Plan Sponsors

Beliefs and Behaviors Series


Part 2: Overcoming the trust deficit: helping employees believe in retirement planning

Joseph F. Coughlin, Director, Massachusetts Institute of Technology AgeLab

Click here for a downloadable version (PDF)

Thanks to the financial crisis, government bailouts and the housing bust — not to mention a steady stream of lesser errors and misdeeds — people today deeply mistrust financial institutions. According to Gallup, the number of people in the U.S. who said they had “a great deal” or “a lot” of trust in banks declined from 60% in 1979 to 26% in 2013.

This is clearly bad for financial institutions. But less acknowledged is how bad it is for consumers—and, one could argue, plan sponsors.

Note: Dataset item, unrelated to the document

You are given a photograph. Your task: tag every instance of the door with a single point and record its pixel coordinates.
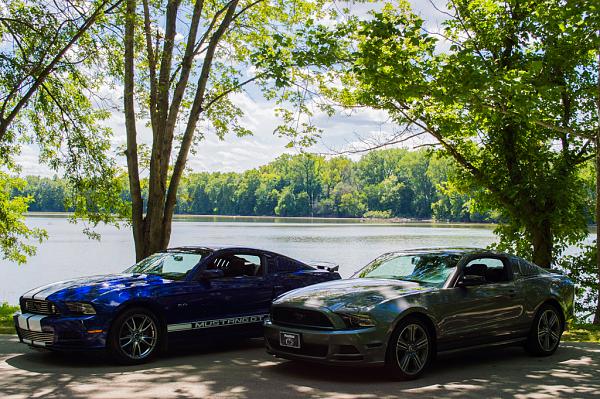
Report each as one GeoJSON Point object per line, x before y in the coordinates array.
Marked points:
{"type": "Point", "coordinates": [235, 303]}
{"type": "Point", "coordinates": [483, 313]}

Diminished trust in financial institutions makes consumers less willing to make decisions about their own finances. This can hurt their ability to plan for the future, and make them less willing to matriculate from employment into a comfortable retirement. That’s why plan sponsors should take thoughtful action to help employees overcome their mistrust and engage in with their financial advisors. One way to do that is to attack the roots of their disengagement: normlessness, meaninglessness and powerlessness.

Normlessness is the feeling that the rules governing the financial system are broken or they simply don’t matter. News about insider trading, manipulation of markets, and the perception that banks can thwart and shape regulations imply the game is “rigged,” which can persuade people that making financial decisions is risky and perhaps foolish.

Meaninglessness is the feeling that, beyond the rules being rigged, the markets are inscrutable and plagued by a level of actual chaos. Cause and effect often doesn’t make sense in the markets. Unemployment goes up, and the stock market rallies; the Federal Reserve makes a statement that the economy is improving, and the stock market swoons. Participation can seem pointless.

Powerlessness is the feeling that if there are no rules and no way to make sense of the market’s dynamics, then individual consumers cannot make well-informed, rational financial decisions for their retirement or overall financial well-being.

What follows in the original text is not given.